Bereits heute, ein halbes Jahr vor den Schlieremer Gesamterneuerungswahlen, steht fest, dass das Rennen um die sieben Sitze im Stadtrat spannend wird. Wie bereits vor vier Jahren ist dies den Grünliberalen zu verdanken. Diese portieren Gemeinderat Andreas Kriesi, wie in einer Medienmitteilung von gestern bekannt gegeben wurde. «Ich politisiere seit vier Jahren im Gemeindeparlament und bin bereit für einen Sitz in der Exekutive», sagt Kriesi auf Anfrage.

Der 57-jährige Wirtschaftsfachmann ist Geschäftsführer seines Werbedrucksachen-Unternehmens und präsidiert die GLP Schlieren, ist zweiter Vizepräsident der GLP Bezirk Dietikon und sitzt im Vorstand des Gewerbevereins Schlieren. Er wolle sich bei einer Wahl in die Exekutive für eine attraktive Stadt mit hoher Lebensqualität und gesunden Finanzen einsetzen sowie den Wirtschaftsstandort mit unternehmerfreundlichen Rahmenbedingungen gut positionieren. «Besonders am Herzen liegen mir auch die Belebung und die Gestaltung des Stadtzentrums», heisst es in der Medienmitteilung. Mit dieser Kandidatur stellt sich die Ausgangslage für die Stadtratswahlen vom 4. März 2018 folgendermassen dar. Neben Christian Meier und Pierre Dalcher von der SVP und Stefano Kunz von der CVP treten auch Beatrice Krebs und Manuela Stiefel von der FDP erneut an. Letztere kandidiert für das frei werdende Stadtpräsidium von Toni BrühlmannJecklin (SP). Dabei kann Stiefel auf die Unterstützung der bürgerlichen Parteien Schlierens zählen: SVP, CVP und EVP stellen keinen eigenen Kandidaten für das Stadtpräsidium auf.

An der Sektionsversammlung von Mitte Oktober entscheidet die SP, wen sie für den vakanten Stadtratssitz wie auch das Stadtpräsidium portiert. Dass die Sozialdemokraten aber nur mit einem Kandidaten, wohl dem bisherigen Markus Bärtschiger, antreten, ist nicht anzunehmen. Definitiv entscheiden wird jedoch die Orts-SP. Mit dem Zweier- oder gar Dreierticket der SP und Kriesis Kandidatur erhält das Stimmvolk somit eine Auswahl, da mehr Kandidaten zur Verfügung stehen, als Sitze vorhanden sind.

Bessere Chancen als 2014

Dies war bereits vor vier Jahren der Fall, als sich Nikolaus Wyss für die GLP für den Stadtrat aufstellen liess. Mit dem Erreichen des absoluten Mehrs verbuchte er einen Achtungserfolg, schied jedoch als Überzähliger aus. «Wir rechnen uns grössere Chancen aus als damals, da ich durch meine Tätigkeit im Parlament eine grössere Bekanntheit habe als Wyss damals», so Kriesi auf Anfrage. Erst diese Woche ging das Parlament auf eine von ihm lancierte Initiative für die Freihaltung der Geissweid ein – sein wohl bislang grösster politischer Erfolg, der ihm eine entsprechende mediale Präsenz bescherte.

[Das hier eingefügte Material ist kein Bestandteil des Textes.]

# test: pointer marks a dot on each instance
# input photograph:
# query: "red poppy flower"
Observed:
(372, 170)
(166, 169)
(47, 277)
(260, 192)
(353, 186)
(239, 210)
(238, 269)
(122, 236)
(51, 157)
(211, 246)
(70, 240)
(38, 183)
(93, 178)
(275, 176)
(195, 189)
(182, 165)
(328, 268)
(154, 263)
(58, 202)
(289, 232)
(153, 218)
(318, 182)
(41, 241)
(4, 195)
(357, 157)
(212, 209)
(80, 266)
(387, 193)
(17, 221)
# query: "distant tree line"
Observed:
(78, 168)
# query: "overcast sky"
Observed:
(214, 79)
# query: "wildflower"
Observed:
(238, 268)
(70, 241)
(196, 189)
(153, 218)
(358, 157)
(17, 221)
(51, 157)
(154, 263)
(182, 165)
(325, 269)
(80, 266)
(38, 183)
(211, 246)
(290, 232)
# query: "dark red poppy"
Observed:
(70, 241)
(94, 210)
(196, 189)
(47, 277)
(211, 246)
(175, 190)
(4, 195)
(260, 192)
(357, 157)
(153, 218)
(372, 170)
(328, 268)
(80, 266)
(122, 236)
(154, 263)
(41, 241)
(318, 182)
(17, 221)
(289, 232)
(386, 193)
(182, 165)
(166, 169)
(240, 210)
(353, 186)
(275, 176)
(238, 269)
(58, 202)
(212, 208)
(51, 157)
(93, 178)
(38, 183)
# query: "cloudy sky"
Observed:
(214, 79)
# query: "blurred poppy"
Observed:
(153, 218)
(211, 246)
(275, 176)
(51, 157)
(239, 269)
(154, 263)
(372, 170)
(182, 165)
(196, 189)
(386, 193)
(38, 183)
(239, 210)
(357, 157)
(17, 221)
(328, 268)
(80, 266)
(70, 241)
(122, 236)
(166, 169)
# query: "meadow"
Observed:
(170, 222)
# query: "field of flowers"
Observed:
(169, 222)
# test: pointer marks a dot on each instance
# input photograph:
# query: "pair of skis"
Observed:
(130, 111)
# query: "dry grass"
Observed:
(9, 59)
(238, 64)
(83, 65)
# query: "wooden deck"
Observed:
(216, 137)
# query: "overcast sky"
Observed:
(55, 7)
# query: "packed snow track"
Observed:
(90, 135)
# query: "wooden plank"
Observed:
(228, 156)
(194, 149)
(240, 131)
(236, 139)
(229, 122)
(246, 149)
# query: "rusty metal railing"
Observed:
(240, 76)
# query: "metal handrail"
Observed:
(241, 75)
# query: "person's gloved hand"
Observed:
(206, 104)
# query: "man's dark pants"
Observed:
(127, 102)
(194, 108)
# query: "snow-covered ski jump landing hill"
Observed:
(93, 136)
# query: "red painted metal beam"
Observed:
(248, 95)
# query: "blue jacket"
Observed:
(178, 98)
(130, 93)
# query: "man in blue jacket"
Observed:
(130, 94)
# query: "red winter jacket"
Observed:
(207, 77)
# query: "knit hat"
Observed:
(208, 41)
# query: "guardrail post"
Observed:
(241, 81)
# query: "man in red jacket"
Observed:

Er will Stimmen von links und rechts

Ein Blick zurück zu den letzten Gesamterneuerungswahlen zeigt, dass die beiden FDP-Stadträtinnen Stiefel und Krebs mit dem besten Resultat gewählt wurden, dicht gefolgt von den beiden SP-Stadträten Brühlmann und Bärtschiger sowie Stefano Kunz von der CVP. Dalcher und Meier von der SVP holten am wenigsten stimmen. Für Kriesi steht jedoch fest, dass er nicht gezielt einen bürgerlichen oder einen sozialdemokratischen Sitz angreift. «Ich werde wohl Stimmen von links und rechts der Mitte holen», sagt er. Wie viele, hänge wohl davon ab, wen die Sozialdemokraten aufstellen.